Buying a dental practice? Here’s what you need to know about getting your financing in place:
If there’s a fire, the banks want to be covered for the amount of the loan. For this reason, you will have to obtain fire insurance and assign it to the bank. The amount of fire insurance depends on the value of the contents.
If you die / become disabled, the banks want to be covered for the amount of the loan (or more in order to cover additional expenses). They’ll ask you to assign the life insurance policy to them (although you’ll still be required to pay the monthly premiums). So if you do have to do this, make sure you get EXTRA insurance to cover your loved ones (in the event of your death)!
You will need to provide the bank with proof of malpractice insurance. Since all dentists in Ontario are automatically insured through the Royal College of Dental Surgeons of Ontario (the “RCDSO“), this only requires you to write to the RCDSO and ask for a letter confirming that you have malpractice insurance in the amount of $2,000,000.
Another form of insurance required by the bank is general liability insurance. This is because the bank wants to know that, in the event of a lawsuit against the company, the insurance will be able to cover the costs of the law suit so that you may continue to pay back your obligations towards the bank.
Where the practice premises is leased, the bank will want to be provided with a copy of the signed lease assignment, coupled with the landlord’s consent. Where the practice premises is being purchased, the bank will want to see the purchase documents.

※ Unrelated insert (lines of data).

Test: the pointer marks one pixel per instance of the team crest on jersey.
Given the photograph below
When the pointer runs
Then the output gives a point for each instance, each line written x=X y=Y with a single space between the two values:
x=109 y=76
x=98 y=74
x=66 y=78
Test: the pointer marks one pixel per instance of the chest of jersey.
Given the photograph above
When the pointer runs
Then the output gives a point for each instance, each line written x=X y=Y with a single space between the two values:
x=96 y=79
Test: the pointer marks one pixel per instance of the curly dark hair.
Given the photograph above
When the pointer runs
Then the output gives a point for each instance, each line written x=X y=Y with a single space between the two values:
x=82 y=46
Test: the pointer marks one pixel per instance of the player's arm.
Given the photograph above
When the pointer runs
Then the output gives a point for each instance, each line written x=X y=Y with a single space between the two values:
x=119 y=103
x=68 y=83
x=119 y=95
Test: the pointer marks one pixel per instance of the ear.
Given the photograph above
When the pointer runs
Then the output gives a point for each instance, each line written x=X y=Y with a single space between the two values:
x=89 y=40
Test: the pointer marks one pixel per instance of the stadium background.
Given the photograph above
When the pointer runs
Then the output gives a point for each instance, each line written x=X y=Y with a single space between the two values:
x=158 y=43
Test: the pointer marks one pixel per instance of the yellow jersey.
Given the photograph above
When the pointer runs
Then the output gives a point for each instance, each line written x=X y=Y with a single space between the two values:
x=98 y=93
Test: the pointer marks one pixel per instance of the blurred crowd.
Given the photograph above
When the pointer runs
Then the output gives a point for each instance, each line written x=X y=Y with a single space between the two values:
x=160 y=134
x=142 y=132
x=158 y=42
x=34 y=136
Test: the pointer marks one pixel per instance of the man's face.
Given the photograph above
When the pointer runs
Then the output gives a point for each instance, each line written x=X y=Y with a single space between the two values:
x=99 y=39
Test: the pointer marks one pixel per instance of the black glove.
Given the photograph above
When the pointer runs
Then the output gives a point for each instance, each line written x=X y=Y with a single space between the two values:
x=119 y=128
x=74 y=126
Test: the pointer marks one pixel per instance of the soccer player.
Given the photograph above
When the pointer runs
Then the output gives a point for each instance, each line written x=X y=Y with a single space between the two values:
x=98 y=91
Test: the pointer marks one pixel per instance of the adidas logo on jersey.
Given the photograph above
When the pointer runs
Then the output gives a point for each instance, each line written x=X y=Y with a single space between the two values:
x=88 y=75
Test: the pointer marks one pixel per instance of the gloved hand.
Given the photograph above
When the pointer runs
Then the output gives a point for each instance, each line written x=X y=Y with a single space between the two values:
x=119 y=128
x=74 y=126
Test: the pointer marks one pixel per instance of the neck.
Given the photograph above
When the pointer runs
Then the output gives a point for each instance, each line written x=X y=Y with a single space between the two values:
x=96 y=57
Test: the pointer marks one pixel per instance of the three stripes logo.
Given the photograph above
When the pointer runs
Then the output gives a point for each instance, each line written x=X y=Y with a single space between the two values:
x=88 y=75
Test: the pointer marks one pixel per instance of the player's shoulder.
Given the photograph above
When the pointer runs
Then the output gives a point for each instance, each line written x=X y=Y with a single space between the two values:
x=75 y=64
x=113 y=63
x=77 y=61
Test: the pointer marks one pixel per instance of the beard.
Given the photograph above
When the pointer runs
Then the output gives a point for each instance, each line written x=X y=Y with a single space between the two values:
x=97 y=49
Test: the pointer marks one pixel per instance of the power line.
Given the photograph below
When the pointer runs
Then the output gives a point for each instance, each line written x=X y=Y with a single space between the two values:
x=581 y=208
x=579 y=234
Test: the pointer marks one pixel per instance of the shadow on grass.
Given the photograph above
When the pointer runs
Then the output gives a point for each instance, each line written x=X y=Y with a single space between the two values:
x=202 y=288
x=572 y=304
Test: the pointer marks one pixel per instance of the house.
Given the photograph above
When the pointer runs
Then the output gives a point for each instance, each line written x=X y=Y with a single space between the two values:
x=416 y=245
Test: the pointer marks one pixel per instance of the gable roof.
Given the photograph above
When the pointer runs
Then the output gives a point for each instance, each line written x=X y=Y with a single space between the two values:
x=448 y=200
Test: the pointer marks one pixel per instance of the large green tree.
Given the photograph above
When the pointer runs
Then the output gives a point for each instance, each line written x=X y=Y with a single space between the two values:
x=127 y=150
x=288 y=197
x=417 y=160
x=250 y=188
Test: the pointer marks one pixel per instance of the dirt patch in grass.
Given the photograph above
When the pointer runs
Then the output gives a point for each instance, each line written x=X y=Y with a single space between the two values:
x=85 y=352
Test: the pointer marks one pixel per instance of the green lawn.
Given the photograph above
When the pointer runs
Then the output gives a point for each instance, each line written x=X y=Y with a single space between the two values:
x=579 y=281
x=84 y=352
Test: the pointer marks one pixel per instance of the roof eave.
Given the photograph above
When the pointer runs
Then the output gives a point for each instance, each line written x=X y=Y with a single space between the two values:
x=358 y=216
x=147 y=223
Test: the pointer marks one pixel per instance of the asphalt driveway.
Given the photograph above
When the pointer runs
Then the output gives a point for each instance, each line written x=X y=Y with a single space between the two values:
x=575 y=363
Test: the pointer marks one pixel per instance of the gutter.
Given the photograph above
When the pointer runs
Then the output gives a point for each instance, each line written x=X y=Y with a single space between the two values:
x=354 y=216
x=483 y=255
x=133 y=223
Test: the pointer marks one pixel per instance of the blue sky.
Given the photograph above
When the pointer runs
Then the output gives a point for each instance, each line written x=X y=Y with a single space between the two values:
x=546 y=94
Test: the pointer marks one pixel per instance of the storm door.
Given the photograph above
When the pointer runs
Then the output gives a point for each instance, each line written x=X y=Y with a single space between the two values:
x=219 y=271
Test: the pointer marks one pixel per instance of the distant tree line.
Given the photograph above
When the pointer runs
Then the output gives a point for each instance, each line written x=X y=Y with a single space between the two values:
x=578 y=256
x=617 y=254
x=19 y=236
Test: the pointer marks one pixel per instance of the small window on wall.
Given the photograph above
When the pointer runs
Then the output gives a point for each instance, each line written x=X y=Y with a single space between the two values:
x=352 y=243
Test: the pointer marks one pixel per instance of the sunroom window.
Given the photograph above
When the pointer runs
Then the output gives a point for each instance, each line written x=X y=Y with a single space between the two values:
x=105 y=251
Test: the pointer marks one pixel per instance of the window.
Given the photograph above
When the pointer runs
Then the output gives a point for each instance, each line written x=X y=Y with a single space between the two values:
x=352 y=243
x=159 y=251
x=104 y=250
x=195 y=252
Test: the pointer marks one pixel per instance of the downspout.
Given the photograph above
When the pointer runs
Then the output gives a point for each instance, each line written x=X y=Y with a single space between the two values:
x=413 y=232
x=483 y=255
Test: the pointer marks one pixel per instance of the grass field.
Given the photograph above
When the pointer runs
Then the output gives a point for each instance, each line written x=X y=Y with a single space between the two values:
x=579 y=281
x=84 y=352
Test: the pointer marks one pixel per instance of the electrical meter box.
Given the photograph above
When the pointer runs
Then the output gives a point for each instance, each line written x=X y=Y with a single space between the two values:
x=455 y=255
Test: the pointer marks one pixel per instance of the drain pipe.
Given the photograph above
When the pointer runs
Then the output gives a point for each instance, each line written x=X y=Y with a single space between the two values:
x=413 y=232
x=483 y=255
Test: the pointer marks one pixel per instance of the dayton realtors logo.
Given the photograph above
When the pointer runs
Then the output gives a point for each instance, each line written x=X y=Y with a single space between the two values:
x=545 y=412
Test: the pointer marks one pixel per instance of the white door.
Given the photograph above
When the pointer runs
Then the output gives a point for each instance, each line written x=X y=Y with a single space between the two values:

The bank will normally ask to see at least 10 years left on the lease. This can be an issue, for example, if you’re purchasing a practice where the lease only has 5 years left. What this means is that your lawyer will have to work extra hard to get you that 10 year term. But in the event that the landlord is not willing to give you the 10 years you seek, then a shorter term (i.e. 8 years) could work, but the terms of your bank loan, such as the amortization period of the loan, will have to change.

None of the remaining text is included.